Fort Carson Mountaineer

Soldier’s memorial returns home

4th Infantry Division Military Intelligence Sgt. Maj. Mari Sidwell presents the Sgt. Amanda Pinson memorial plaque to Pinson’s mother, Chris Andrews, and brother, Bryan Pinson, during a small ceremony held at Andrews’ house in St. Louis Dec. 7. Sidwell flew from Fort Carson to St. Louis to hand deliver the plaque to Pinson’s mother.

Story and photo by Staff Sgt. Craig Cantrell

4th Infantry Division Public Affairs Office

ST. LOUIS — The 4th Infantry Division honored a long-standing military creed to never leave a fallen comrade behind when it returned the memorial plaque dedicated to Sgt. Amanda Pinson to her Family in St. Louis Dec. 7.

Pinson was killed by indirect fire at Contingency Operating Base Speicher, Iraq, March 16, 2006, while assigned to the 101st Military Intelligence Detachment as a signals intelligence analyst.

She was the first female signals intelligence analyst killed in combat. Subsequently, officials named the COB Speicher military intelligence building Pinson Hall, and affixed a plaque to memorialize her service and sacrifice.

The responsibility of caring for the plaque and honoring Pinson’s memory was handed down and charged to every incoming intelligence sergeant major, said 4th Inf. Div. Military Intelligence Sgt. Maj. Mari Sidwell.

The 4th Inf. Div. was the last unit to occupy the building before handing it and COB Speicher over to the Iraqis.

“When (Sidwell) said I’m going to bring (the plaque) to your house, I was like ‘you’ve got to be kidding me,’” said Chris Andrews, Pinson’s mother. “They’re going to come all the way down here to bring the plaque? I was shocked.”

“I’m just doing the right thing, bringing a Soldier home to her Family,” said Sidwell.
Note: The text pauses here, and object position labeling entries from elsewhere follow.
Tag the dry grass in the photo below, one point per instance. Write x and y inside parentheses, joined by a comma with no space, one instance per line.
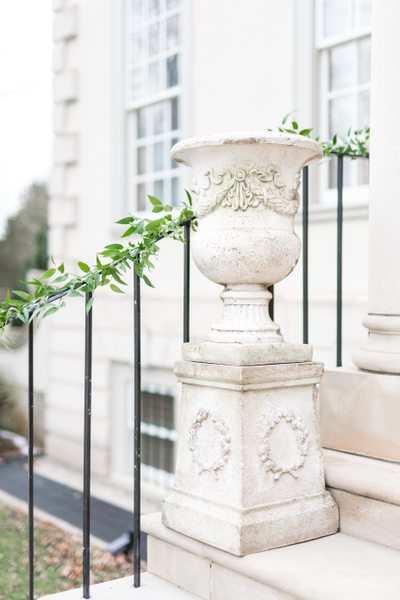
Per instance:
(58,559)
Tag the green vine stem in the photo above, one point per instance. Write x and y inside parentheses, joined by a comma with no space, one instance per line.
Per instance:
(47,293)
(49,296)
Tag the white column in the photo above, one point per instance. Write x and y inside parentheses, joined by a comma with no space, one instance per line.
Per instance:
(381,352)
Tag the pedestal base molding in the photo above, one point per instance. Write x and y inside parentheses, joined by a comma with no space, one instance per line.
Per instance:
(249,473)
(243,532)
(225,353)
(381,352)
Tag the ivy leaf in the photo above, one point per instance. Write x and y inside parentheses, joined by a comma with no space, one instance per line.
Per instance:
(48,274)
(189,198)
(147,262)
(154,201)
(147,280)
(5,346)
(124,221)
(50,311)
(115,247)
(84,267)
(288,115)
(60,279)
(23,295)
(128,232)
(117,277)
(115,288)
(153,224)
(89,305)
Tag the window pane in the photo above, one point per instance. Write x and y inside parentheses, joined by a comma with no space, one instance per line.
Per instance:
(364,60)
(159,189)
(154,39)
(336,15)
(173,32)
(157,409)
(137,11)
(137,47)
(159,156)
(174,191)
(174,164)
(341,66)
(138,83)
(141,123)
(362,10)
(141,160)
(154,78)
(340,119)
(172,71)
(154,8)
(141,196)
(158,114)
(340,115)
(174,114)
(363,108)
(171,4)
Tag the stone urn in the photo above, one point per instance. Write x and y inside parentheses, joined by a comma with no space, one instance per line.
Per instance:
(246,198)
(249,471)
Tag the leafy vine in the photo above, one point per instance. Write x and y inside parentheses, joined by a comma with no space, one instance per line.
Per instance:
(50,293)
(354,144)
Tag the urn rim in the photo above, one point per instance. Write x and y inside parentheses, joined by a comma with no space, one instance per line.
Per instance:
(247,138)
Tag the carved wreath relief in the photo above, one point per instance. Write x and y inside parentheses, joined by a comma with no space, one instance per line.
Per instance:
(221,430)
(302,441)
(244,189)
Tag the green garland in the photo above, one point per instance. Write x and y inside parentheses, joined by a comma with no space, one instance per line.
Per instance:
(48,296)
(353,145)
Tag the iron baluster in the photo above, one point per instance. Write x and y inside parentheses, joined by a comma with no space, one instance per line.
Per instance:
(87,447)
(186,283)
(339,262)
(305,255)
(30,462)
(271,302)
(137,440)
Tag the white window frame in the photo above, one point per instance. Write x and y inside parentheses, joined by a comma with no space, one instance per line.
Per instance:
(131,106)
(149,473)
(354,195)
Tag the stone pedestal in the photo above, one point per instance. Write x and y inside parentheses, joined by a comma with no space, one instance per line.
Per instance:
(249,473)
(381,352)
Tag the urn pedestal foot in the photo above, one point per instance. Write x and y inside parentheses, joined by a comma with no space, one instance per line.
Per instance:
(249,473)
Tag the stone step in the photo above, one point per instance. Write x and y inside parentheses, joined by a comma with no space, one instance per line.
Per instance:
(367,492)
(336,567)
(152,588)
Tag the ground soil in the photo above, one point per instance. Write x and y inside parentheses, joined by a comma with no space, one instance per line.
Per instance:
(58,558)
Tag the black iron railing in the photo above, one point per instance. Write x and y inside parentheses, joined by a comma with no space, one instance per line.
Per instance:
(137,378)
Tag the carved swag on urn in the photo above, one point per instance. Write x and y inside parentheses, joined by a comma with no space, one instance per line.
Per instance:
(249,473)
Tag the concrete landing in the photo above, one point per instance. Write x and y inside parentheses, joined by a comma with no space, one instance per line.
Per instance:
(152,588)
(337,567)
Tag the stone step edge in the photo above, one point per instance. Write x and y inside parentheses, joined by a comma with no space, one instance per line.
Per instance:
(152,588)
(330,568)
(364,476)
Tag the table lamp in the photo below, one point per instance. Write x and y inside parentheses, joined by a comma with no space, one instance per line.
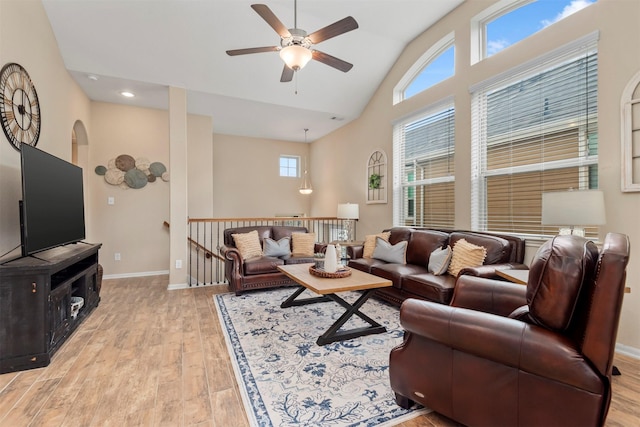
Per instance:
(350,212)
(573,209)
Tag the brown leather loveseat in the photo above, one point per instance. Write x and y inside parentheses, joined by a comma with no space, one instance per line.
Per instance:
(504,354)
(413,279)
(262,271)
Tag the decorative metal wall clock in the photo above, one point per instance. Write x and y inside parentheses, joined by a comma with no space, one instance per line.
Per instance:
(19,106)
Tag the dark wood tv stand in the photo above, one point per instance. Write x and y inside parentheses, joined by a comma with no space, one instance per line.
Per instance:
(35,302)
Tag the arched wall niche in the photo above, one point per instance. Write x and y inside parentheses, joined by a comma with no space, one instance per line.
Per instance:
(630,132)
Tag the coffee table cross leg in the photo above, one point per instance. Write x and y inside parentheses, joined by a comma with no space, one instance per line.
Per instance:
(293,302)
(334,334)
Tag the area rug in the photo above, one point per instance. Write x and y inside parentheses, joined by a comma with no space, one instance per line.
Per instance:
(288,380)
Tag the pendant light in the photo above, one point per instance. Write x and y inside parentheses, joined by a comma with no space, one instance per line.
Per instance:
(305,188)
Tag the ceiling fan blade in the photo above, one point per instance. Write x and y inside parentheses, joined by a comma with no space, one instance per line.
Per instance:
(246,51)
(332,61)
(266,14)
(287,74)
(340,27)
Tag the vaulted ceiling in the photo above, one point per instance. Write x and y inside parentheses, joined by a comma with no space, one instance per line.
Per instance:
(145,46)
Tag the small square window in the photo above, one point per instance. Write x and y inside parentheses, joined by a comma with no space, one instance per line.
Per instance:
(289,166)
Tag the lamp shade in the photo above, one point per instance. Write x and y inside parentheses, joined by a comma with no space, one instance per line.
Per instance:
(577,207)
(348,211)
(295,56)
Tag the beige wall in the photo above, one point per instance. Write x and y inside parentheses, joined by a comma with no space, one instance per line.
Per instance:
(26,38)
(618,48)
(133,225)
(247,181)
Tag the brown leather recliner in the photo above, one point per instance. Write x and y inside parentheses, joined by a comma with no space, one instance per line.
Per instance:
(503,354)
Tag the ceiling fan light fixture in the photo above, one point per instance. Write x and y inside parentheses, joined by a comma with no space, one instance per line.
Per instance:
(295,56)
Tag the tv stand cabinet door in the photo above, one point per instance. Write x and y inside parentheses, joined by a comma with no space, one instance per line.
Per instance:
(22,316)
(59,314)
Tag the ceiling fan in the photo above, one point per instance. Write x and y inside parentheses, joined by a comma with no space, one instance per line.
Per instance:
(296,47)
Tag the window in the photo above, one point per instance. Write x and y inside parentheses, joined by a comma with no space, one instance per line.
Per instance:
(289,166)
(424,168)
(510,21)
(435,65)
(534,130)
(441,68)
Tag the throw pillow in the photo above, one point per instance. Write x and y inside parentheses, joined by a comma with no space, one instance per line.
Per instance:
(385,251)
(439,260)
(303,243)
(370,243)
(248,244)
(466,254)
(275,248)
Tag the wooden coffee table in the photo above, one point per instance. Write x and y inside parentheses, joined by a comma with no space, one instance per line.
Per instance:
(327,289)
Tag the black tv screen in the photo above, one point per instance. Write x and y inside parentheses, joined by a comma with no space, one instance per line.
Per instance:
(52,207)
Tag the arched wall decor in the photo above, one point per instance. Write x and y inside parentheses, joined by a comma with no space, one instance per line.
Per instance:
(377,177)
(630,133)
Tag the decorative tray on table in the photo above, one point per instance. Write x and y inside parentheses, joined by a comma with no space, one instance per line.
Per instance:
(319,272)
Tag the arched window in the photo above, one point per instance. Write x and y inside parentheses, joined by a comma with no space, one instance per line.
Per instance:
(435,65)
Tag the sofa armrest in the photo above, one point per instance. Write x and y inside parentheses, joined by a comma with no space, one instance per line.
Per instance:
(487,295)
(231,254)
(506,341)
(319,248)
(355,251)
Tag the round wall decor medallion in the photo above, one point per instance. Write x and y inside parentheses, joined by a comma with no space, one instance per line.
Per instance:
(19,106)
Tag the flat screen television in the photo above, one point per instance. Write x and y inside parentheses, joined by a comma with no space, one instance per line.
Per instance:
(52,206)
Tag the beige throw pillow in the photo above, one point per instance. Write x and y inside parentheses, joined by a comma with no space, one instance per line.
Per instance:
(466,254)
(370,243)
(248,244)
(303,243)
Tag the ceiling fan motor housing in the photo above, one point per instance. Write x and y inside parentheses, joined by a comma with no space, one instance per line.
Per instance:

Sidwell arrived at the Andrews residence in St. Louis where Pinson’s relatives had gathered to witness the presentation. They all wore Sgt. Amanda Pinson memorial T-shirts.
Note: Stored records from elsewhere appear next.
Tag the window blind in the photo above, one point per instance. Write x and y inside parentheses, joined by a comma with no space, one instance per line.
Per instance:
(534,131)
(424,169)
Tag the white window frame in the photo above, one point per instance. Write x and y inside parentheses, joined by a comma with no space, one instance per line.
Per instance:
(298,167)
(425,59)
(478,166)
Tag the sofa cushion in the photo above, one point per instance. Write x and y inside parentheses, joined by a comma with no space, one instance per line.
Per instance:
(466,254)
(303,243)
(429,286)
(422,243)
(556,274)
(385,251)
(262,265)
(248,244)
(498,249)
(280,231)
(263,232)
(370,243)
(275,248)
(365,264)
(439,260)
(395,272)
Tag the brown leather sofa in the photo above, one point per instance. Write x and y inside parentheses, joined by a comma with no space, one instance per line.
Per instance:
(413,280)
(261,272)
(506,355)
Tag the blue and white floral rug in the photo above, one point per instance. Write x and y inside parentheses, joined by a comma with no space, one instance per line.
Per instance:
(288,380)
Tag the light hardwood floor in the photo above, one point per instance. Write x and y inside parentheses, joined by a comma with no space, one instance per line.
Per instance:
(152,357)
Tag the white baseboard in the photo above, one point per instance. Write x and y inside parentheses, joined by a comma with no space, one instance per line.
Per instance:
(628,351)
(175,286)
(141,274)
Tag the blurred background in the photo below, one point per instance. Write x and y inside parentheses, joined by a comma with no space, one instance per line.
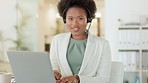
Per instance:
(29,25)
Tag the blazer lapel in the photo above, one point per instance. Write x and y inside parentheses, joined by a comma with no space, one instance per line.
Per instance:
(88,52)
(63,51)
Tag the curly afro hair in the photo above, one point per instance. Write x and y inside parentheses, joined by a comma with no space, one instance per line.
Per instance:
(88,5)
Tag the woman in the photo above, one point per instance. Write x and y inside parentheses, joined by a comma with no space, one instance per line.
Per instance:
(78,56)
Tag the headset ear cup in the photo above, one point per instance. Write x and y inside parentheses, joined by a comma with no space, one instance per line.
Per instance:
(89,20)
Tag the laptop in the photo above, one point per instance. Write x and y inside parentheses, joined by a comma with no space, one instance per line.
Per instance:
(31,67)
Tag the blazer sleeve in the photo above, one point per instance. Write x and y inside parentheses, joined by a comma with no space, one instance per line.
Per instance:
(53,54)
(103,72)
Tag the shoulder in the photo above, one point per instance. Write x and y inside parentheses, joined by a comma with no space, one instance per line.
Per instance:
(99,39)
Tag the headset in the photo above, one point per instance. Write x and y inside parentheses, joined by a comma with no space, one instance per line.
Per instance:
(89,19)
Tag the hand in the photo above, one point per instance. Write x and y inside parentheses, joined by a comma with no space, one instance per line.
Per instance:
(57,75)
(69,79)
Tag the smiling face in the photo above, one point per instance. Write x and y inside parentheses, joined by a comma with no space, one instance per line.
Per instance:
(76,21)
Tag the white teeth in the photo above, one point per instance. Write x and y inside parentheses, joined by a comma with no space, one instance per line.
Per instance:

“Sgt. Pinson’s mother asked for a low-key ceremony to continue the healing process,” said Sidwell.

Andrews and her son, Bryan Pinson, stood next to Sidwell in Andrews’ living room as she presented them with the plaque and read the memorial poster detailing Pinson’s life and career.

“When Amanda decided to join the military … the second she joined, I was right behind her,” said Andrews. “Totally 100 percent supportive.”

Pinson led a life of accomplishment and set herself apart from the crowd on several occasions.

She demonstrated talent at an early age when she won an award during the Greater St. Louis Science Fair. She later distinguished herself as a leader as a sophomore at Hancock High School when she created, designed and implemented the Hancock Environmental Leadership Program.

Pinson’s story continues after her death. The Amanda Pinson Memorial Scholarship goes to graduates of her high school. Heroes Way Interstate Interchange Program, a program that honors those who died while serving in Afghanistan or Iraq on or after 9/11, has erected a sign bearing Pinson’s name at the interchange of Interstate 55 and Bayless Avenue in St. Louis. “Angel in Fatigues,” a song written and performed by Field of Grey in her memory, details the life of a female Soldier.

There are plans to name a cryptology center Pinson Hall in recognition of her sacrifices.

“It’s huge that an intelligence Soldier gets recognized. Most cryptology centers are named after career intelligence Soldiers,” said Sidwell. “The fact that they’re going to name it in her honor is great.”

“It’s amazing that Amanda’s story keeps going on and on because she did sacrifice a lot and she did make a difference,” said Andrews. “She made a difference in my whole family’s life. We’re all different people because of her. The Family says all the time we want to be like Amanda.”

When asked how she felt about her daughter’s sacrifice, Andrews had mixed emotions.

“Her sacrifice has made me a totally different person than I was before,” she said. “We’re extremely proud of her and everything she accomplished, but you still have to go through life.

“Bringing the plaque and the poster home was closure for the Army, to make sure Amanda was home, but for me and my Family, it opened another very important chapter of how she was remembered by her Army Family and brought to life more memories for us to cherish.”